CG‐VTON: Controllable Generation of Virtual Try‐On Images Based on Multimodal Conditions
Haopeng Lei, Xuan Zhao, Yaqin Liang, Yuanlong CaoABSTRACT
Transforming fashion design sketches into realistic garments remains a challenging task due to the reliance on labor‐intensive manual workflows that limit efficiency and scalability in traditional fashion pipelines. While recent advances in image generation and virtual try‐on technologies have introduced partial automation, existing methods still lack controllability and struggle to maintain semantic consistency in garment pose and structure, restricting their applicability in real‐world design scenarios. In this work, we present CG‐VTON, a controllable virtual try‐on framework designed to generate high‐quality try‐on images directly from clothing design sketches. The model integrates multi‐modal conditional inputs, including dense human pose maps and textual garment descriptions, to guide the generation process. A novel pose constraint module is introduced to enhance garment‐body alignment, while a structured diffusion‐based pipeline performs progressive generation through latent denoising and global‐context refinement.
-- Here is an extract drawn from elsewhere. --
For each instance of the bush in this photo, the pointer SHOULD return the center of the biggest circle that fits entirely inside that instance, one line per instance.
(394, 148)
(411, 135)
Extensive experiments conducted on benchmark datasets demonstrate that CG‐VTON significantly outperforms existing state‐of‐the‐art methods in terms of visual quality, pose consistency, and computational efficiency. By enabling high‐fidelity and controllable try‐on results from abstract sketches, CG‐VTON offers a practical and robust solution for bridging the gap between conceptual design and realistic garment visualization.